A Quiet Passion: recensione del biopic di Terence Davies su Emily Dickinson con Cynthia Nixon
Elegante e toccante sguardo sulla vita della grande poetessa americana.
Ironia e incapacità di omologazione, di essere confinata in un gruppo o un altro per mero quieto vivere, per ritrovarsi con un etichetta e delle coetanee intorno a lei. Quella di Emily Dickinson è la storia di una ribelle che ha sempre rivendicato l’ostinazione di ragionare sempre con la propria testa. Qualcosa di inaudito se parliamo di una donna, oltretutto della buona borghesia del New England americano nella metà del XIX secolo, nel pieno di quella che in Gran Bretagna è passata alla storia come età vittoriana.
Il problema della giovane Emily, poi, era che la sua formazione puritana avrebbe dovuto portarla a rinnovare l’impegno della famiglia verso le istituzioni locali religiose - il nonno aveva fondato l’Amherst College -, mentre lei scappa via da ragazza senza tante cerimonie dalla sua scuola, nella prima scena del biopic A Quiet Passion, che Terence Davies le ha dedicato, e arriva nelle sale italiane con un paio d’anni di ritardo.
Il padre era uomo di legge e di buon cuore. ‘Mio padre mi compra molti libri, ma mi prega di non leggerli perché ha paura che scuotano la mente'. Proprio quello che accadde alla studente irregolare Emily, la cui conversione, a suo modo tinta di rapimento religioso, fu verso la poesia, portata avanti per lo più chiusa nella casa paterna, da cui non uscì che per rare visite ai parenti, non spingendosi mai oltre Boston o il vicino Connecticut. Amava la natura, si nutriva dei paesaggi idilliaci intorno alla proprietà dei Dickinson, ma era ossessionata dalla morte, come ben dimostra la sua produzione letteraria, tanto da vestirsi solo di bianco in segno di purezza, specie dopo la morte degli amatissimi genitori, fino a far perdere d’intensità al colore candido della veste per l’uso costante, giorno dopo giorno, come Davies mostra nel film. Per farlo ha scelto un'attrice inusuale, la Miranda di Sex and the City, e recente sfortunata candidata alle primarie democratiche per la carica di governatore dello stato di New York, Cynthia Nixon. Che sorpresa, dobbiamo ammettere, per aver molto amato la sua sofferta interpretazione, in ottimo equilibrio fra magnetismo, energia e fragilità.
Sono proprio i piccoli dettagli l’ossessione costante del regista di Liverpool, dimostrata anche in quest’occasione. Da una lingua molto ricercata utilizzata dalla più britannica delle poetesse americane e dalla buona borghesia del New England alla luce compagna quotidiana delle lunghe giornate spesso solitarie della Dickinson; una luce spesso di taglio, confortante eppure talvolta gelida. Con il passare degli anni la giovane si forma una personalità eccentrica, brillante e ironica, ma anche capace di stilettate violente. Una rivendicata identità che si accompagnò sempre alla necessità della protezione della famiglia, compresa la sorella e il fratello, e della casa paterna, che rimase per sempre la sua. Si sentiva forte del suo talento e della sua sensibilità, ma al contempo di una fragilità assoluta, come si nota nei suoi versi, innamorati dell’amore e in cerca di conciliazione con l’idea della morte. A un’altra frustrazione dovette rassegnarsi, a quella di vedere pubblicate solo un pugno delle 1800 poesie da lei scritte, di rimanere una sconosciuta scrittrice di versi della provincia opulenta, al pari di altre annoiate dilettanti della penna, decisamente meno talentuose.
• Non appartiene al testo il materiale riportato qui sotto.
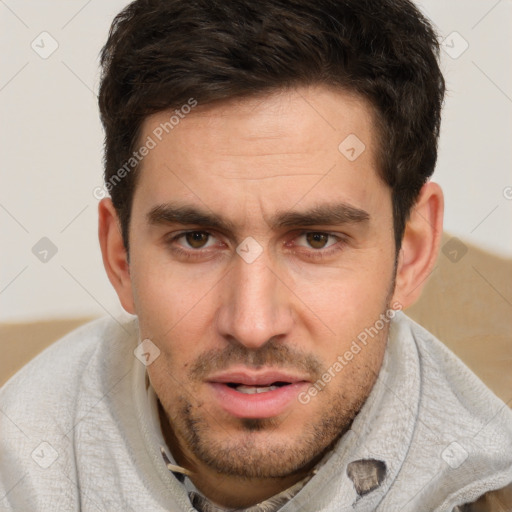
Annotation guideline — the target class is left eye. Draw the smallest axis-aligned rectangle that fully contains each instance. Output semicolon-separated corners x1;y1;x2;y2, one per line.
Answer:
180;231;213;249
297;231;338;249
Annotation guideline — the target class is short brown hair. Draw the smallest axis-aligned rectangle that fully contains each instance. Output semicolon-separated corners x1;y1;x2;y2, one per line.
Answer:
99;0;445;252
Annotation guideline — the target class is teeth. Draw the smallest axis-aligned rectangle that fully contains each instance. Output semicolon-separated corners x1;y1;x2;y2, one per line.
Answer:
235;384;279;395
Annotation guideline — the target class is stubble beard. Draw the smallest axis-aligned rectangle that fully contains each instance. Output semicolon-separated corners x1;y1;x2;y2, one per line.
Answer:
160;328;388;479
Troppo avanti rispetto al suo tempo, troppo carismatica e per di più donna. Potrebbero cercarsi varie spiegazioni al suo successo solo postumo, forse semplicemente la sfortuna che colpisce talvolta gli artisti, anche quelli capaci di emozionarci con pochi versi come Emily Dickinson, che passo la sua vita in eterna elaborazione di una ferita o di una tensione fra sensazioni opposte. Del resto, lo mostra A Quiet Passion in una delle molte sequenze toccanti, fu anche capace di far pace con la morte, in nome dell’amore, oltretutto ben prima di morire, dopo atroci sofferenze e senza il sollievo degli antidolorifici moderni, per una malattia ai reni, all’età di 56 anni.
‘Poiché non potevo fermarmi per la Morte, lei gentilmente si fermò per me’.